Howard University Gallery of Art: 'Mixing Metaphors'
Howard University and the Bank of America have assembled almost 100 works of African American art in an exhibition with the hefty title of "Mixing Metaphors: The Aesthetic, the Social and the Political in African American Art."
The show is a happy melding of three enterprises. Howard University, with an active art gallery since 1930, has been an important laboratory and showcase for art representing all parts of the African diaspora. The Bank of America has been a vigorous supporter of established and emerging artists, as well as arts education programs. The depth of its corporate collection, numbering in the thousands, has created 40 exhibitions. And to curate this show, the two institutions tapped Deborah Willis, art historian and expert on images of black folk.
These selections at Howard, representing 36 artists, are on view through Dec. 17.
Capturing the spirit of special moments in African American life is prize-winning photographer Carrie Mae Weems. "May Flowers" depicts three girls at a dress-up occasion, perhaps a church celebration in spring, perhaps a Mother's Day picnic. Whatever the day's activity, these three, stretched out on the grass, are not happy with their starched dresses.
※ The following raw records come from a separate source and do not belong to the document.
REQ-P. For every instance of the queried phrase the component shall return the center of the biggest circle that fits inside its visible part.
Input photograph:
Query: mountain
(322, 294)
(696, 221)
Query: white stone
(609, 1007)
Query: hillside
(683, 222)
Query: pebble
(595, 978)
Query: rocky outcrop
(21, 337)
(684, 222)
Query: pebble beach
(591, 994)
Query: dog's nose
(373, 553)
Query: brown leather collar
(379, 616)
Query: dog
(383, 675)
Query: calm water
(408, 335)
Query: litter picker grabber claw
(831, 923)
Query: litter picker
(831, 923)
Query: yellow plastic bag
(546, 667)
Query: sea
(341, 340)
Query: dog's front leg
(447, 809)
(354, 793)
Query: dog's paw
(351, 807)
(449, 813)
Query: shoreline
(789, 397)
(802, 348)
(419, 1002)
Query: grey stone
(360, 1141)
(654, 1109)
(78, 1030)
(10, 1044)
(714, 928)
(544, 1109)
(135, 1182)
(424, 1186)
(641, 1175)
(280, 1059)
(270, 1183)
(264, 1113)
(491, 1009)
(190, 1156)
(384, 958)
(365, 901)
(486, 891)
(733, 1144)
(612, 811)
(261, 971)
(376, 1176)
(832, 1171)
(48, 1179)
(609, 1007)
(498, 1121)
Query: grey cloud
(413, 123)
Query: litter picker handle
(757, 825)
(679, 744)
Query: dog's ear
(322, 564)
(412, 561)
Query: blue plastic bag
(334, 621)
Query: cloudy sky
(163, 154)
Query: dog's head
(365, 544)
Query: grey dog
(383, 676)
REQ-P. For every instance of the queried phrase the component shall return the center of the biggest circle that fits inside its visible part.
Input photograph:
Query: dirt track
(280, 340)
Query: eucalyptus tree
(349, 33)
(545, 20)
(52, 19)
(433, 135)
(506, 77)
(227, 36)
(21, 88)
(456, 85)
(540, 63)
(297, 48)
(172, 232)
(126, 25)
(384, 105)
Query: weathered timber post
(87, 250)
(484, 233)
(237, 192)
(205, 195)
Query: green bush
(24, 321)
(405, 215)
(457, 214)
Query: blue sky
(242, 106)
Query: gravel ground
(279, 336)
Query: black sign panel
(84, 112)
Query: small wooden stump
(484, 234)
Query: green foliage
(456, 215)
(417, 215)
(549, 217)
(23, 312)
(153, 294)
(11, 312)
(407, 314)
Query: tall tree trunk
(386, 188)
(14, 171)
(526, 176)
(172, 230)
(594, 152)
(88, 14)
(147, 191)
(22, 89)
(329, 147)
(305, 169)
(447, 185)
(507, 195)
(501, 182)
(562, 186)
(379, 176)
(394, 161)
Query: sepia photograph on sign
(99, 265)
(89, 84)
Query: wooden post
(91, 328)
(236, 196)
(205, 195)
And though they seem to want to talk and gossip, someone has asked them for one last smile. No one complies.
With a focused eye Weems explores race and gender, whether it's modern or historic. Often her work is a deconstruction of stereotypes. This one has the artistic shadows of a Monet moment or the lyricism of the film "Daughters of the Dust." Weems didn't need any smiles to capture an afternoon not of choices, but of commands.